New Kettering school program geared toward top in-demand medical jobs



KETTERING – Starting next school year more Fairmont High School students will have early access to career options in some of the most in-demand jobs in this decade.

A new medical assistance program is set to start in August at Fairmont’s expanded Career Technology Center at a time when federal labor projections show six of the top 15 occupations with the most job growth through 2029 will be in health care or medical-related.

The demand for some of those medical business jobs are expected to increase 19% or more, with the need for nurse practitioners to jump by more than half, according to the U.S. Bureau of Labor Statistics.



Kettering’s program will be designed to give students “a huge leg up” in gaining on-the job experience in an industry where jobs are going unfilled for long stretches, said Fairmont CTC Principal Liz Jensen.

Fairmont currently has an allied health program limited to 25 students.
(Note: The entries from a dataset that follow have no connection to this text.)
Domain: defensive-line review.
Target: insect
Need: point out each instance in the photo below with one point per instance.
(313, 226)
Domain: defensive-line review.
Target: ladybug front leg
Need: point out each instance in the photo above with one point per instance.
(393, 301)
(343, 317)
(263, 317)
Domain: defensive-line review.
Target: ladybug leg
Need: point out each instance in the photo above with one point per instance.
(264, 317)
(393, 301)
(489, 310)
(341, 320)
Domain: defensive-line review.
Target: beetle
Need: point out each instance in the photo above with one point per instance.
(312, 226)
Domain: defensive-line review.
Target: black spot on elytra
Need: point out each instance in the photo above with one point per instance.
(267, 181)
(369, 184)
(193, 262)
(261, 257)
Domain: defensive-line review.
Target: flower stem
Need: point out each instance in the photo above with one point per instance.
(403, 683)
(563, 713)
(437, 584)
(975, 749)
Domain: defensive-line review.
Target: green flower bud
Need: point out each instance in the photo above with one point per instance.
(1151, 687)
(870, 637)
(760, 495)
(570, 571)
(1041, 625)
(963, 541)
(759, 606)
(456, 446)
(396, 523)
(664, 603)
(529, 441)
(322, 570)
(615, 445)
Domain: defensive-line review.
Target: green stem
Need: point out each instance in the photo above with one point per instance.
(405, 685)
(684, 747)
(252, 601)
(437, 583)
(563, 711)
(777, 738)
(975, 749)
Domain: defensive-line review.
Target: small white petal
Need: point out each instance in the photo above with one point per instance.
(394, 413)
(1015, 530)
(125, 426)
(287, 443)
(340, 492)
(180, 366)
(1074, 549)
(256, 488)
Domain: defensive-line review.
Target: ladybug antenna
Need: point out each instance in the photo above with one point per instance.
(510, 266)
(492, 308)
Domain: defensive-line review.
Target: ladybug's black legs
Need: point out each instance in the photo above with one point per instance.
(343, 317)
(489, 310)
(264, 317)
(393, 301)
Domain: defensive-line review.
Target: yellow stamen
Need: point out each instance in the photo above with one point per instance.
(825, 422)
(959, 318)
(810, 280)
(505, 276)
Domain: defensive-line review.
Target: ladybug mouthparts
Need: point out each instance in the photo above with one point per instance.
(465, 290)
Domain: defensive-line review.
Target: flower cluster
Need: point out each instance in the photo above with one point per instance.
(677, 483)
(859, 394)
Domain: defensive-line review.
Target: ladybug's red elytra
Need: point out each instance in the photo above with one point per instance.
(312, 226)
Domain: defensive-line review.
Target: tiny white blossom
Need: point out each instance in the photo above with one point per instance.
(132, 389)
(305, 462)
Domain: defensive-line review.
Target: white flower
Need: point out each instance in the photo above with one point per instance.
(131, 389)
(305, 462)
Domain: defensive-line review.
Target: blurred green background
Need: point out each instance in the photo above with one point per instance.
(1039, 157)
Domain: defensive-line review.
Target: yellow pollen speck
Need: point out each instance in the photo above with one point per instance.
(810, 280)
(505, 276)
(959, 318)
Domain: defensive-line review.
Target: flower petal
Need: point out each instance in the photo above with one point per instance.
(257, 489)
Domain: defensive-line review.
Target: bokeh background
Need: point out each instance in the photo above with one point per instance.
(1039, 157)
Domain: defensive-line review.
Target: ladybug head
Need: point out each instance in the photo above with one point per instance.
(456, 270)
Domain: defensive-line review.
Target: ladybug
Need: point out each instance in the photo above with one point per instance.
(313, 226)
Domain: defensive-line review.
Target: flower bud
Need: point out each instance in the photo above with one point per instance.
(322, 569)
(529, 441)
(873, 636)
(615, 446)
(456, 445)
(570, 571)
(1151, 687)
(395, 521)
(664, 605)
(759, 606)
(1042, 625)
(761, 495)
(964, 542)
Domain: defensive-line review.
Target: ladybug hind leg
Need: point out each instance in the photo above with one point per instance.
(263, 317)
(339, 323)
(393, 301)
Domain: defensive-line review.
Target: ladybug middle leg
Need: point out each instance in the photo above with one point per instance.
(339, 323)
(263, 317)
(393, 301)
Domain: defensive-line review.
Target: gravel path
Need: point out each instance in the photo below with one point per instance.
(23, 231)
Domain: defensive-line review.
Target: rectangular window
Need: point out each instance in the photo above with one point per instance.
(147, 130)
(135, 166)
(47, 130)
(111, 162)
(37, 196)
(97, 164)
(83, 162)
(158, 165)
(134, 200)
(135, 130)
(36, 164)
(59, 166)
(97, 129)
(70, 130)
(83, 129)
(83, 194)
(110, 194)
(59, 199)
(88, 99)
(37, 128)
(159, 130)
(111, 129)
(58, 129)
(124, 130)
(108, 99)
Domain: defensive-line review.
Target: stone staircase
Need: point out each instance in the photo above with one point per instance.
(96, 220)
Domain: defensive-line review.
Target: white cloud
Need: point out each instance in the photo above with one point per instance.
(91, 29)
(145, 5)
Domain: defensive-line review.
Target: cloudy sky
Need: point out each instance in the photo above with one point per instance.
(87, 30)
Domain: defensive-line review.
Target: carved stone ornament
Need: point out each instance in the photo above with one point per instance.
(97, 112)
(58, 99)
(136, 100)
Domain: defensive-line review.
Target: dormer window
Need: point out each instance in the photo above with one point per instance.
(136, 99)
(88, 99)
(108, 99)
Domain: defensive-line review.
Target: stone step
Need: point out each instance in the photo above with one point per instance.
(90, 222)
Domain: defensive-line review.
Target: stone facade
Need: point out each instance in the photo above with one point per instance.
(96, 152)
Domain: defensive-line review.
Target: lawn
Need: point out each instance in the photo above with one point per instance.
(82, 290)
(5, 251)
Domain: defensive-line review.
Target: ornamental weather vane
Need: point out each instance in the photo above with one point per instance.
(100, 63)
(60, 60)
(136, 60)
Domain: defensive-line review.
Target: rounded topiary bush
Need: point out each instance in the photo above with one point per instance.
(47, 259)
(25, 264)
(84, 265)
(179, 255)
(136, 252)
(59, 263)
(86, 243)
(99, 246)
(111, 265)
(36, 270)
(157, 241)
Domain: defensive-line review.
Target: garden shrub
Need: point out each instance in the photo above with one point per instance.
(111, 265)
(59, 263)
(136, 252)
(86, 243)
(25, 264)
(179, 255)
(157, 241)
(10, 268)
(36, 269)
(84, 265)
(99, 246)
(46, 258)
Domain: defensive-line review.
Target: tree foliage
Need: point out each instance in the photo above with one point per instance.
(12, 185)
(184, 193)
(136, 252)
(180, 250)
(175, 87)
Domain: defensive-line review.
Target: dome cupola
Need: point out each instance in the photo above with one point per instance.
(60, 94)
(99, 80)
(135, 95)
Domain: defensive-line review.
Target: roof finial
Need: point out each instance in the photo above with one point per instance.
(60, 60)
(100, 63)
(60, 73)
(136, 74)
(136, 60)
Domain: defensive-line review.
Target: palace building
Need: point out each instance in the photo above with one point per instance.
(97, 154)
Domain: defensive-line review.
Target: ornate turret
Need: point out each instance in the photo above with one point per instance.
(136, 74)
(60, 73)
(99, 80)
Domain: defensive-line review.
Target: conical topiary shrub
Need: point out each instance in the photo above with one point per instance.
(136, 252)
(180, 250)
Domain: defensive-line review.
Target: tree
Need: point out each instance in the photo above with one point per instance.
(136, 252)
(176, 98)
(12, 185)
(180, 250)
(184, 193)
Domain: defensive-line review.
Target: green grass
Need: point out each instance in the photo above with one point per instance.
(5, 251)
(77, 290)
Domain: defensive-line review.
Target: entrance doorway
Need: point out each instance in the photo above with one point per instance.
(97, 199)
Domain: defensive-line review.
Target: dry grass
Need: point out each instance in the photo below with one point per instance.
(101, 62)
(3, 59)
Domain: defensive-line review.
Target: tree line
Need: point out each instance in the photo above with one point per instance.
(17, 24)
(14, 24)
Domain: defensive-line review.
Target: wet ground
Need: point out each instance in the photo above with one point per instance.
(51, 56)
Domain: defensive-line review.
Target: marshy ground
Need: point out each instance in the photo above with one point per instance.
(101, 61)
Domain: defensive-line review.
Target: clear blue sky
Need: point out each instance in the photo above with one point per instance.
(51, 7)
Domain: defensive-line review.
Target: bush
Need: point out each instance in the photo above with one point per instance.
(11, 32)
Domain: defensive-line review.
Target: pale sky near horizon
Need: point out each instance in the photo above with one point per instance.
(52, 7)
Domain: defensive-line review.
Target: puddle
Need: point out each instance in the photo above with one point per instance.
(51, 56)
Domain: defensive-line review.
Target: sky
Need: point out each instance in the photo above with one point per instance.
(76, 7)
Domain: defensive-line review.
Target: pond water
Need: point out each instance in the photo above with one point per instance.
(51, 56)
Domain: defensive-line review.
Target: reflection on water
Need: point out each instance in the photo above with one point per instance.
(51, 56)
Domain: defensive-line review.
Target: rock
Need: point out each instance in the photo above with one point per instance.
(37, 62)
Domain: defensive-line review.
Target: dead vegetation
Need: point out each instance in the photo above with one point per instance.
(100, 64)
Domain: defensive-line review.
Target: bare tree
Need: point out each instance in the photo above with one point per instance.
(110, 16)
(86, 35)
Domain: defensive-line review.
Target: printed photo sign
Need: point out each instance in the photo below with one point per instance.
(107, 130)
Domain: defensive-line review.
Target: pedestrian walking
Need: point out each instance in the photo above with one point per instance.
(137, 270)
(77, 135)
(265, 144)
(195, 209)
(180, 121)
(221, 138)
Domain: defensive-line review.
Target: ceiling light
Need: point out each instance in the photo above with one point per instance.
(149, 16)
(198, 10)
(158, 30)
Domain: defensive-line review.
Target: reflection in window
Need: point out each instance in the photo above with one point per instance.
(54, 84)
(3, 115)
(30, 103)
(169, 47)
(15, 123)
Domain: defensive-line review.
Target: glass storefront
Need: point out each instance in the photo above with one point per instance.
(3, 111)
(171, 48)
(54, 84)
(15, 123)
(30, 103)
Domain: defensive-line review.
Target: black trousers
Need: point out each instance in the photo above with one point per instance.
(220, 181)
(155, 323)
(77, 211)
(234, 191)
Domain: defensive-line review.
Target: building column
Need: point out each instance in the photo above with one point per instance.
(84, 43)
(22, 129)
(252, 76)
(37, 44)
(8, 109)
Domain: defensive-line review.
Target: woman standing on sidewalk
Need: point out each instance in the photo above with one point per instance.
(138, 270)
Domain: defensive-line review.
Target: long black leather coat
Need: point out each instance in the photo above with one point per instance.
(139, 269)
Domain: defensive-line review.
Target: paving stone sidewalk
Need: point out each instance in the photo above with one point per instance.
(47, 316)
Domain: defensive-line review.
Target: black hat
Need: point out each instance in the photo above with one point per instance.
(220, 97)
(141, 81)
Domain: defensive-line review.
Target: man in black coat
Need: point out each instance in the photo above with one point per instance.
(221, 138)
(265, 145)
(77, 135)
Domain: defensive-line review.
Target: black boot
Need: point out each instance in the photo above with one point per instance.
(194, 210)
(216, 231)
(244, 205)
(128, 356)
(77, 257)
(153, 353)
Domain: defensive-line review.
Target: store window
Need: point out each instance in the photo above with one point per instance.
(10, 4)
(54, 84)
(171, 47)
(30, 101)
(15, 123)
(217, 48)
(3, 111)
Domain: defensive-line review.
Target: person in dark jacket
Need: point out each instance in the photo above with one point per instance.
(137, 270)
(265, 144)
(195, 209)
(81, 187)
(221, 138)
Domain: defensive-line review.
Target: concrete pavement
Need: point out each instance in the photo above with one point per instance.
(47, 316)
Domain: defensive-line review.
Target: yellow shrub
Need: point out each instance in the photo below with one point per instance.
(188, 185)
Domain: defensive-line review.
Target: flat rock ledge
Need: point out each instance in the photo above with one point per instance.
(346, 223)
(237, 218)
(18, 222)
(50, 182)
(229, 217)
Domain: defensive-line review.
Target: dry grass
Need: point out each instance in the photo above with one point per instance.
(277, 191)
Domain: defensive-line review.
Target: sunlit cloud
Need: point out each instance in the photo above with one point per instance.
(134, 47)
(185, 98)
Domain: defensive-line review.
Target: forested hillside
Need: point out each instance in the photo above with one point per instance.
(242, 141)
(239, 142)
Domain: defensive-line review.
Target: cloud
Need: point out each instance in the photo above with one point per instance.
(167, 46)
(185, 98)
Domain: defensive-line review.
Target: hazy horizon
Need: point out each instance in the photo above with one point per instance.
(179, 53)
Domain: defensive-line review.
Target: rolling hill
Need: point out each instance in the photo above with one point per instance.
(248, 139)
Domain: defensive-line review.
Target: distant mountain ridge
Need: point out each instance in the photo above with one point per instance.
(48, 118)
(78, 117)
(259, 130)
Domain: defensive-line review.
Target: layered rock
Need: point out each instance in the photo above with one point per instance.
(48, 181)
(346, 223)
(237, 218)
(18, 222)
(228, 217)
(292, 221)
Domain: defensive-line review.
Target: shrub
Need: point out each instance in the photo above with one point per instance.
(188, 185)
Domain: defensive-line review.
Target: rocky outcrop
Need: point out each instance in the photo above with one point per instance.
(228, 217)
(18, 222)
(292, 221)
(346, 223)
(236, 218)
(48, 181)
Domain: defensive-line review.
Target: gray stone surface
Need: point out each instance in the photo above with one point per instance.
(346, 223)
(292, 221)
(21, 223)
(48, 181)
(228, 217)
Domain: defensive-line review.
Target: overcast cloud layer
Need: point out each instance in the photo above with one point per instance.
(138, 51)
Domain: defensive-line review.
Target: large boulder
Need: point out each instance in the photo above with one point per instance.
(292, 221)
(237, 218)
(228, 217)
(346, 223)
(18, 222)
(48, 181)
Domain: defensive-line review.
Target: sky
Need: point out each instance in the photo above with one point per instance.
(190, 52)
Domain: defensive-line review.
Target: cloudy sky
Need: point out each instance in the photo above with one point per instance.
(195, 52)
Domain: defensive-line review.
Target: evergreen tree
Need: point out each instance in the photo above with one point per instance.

The new medical program will offer certification for state tested nursing assistants, which “are needed to do a lot of the work with patients in nursing homes and hospitals,” Jensen said.

“I have already had calls from several local hospitals (which) would like to get dibs on our students with the STNA credentials,” she added. “Very in demand.”

Jensen said she has been in contact with both Kettering Medical Center and Miami Valley Hospital about accepting STNA candidates and is working to finalize relationships.

A survey by found that nurse practitioners and agency nurses ranked third and fourth, respectively, on the list of medical jobs with the highest percentage of unfilled positions, according to the American Medical Certification Association.

“As the shortage of primary care physicians reaches an all-time high, the demand for NPs is growing as well,” the AMCA states. “Nearly 60% of all nurse practitioner job openings still need to be filled after 60 days.”

The new medical program is part of an $8.5 million expansion of Fairmont’s CTC program funded by a voter-approved bond issue, Jensen said.

The vast majority of the project’s construction was completed before this school year and features a new 25,000 square foot building housing Fairmont’s alternative school, construction and cosmetology classes, officials said.



The new medical program will be in a 2,600-square-foot site that formerly held construction classes, said Ken Lackey, Kettering business services director.

A $165,000 renovation of that area is scheduled to begin about Feb. 1 and be completed by May 1, he said.

By the 2021-22 school year, the nearly 28,000-combined-square-feet of space in both CTC sites will accommodate around 240 students, doubling the capacity to 50 for students in health-care related areas, Jensen said.

“We have consistently about 75 applicants every year for the 25 spots,” Jensen said. “So we knew we needed a second program to meet both student and industry needs.”

Fairmont’s allied health section’s focus will change being geared more for students earning college credit toward four-year medical degrees while the medical assistance program will focus on two-year degrees, she said.

With the STNA credentials earned as juniors, students in the new program can be interning at hospitals and nursing homes in their senior years.

“So becoming an STNA as a high school student is a huge leg up to begin your career in health care,” Jensen said.


Occupations projected to have the most job growth between 2019 and 2029.

1-Home health and personal care aides.

2-Fast food and counter workers.

3-Cooks, restaurant workers.

4-Software developers and software quality assurance analysts and testers.

5-Registered nurses.

6-General and operations managers.

7-Medical assistants.

8-Medical and health services managers.

9-Market research analysts and marketing specialists.

10-Laborers and freight, stock, and material movers.

11-Landscaping and groundskeeping workers.

12-Nursing assistants.

13-Nurse practitioners.

14-Financial managers.

15-Janitors and cleaners, except maids and housekeeping cleaners.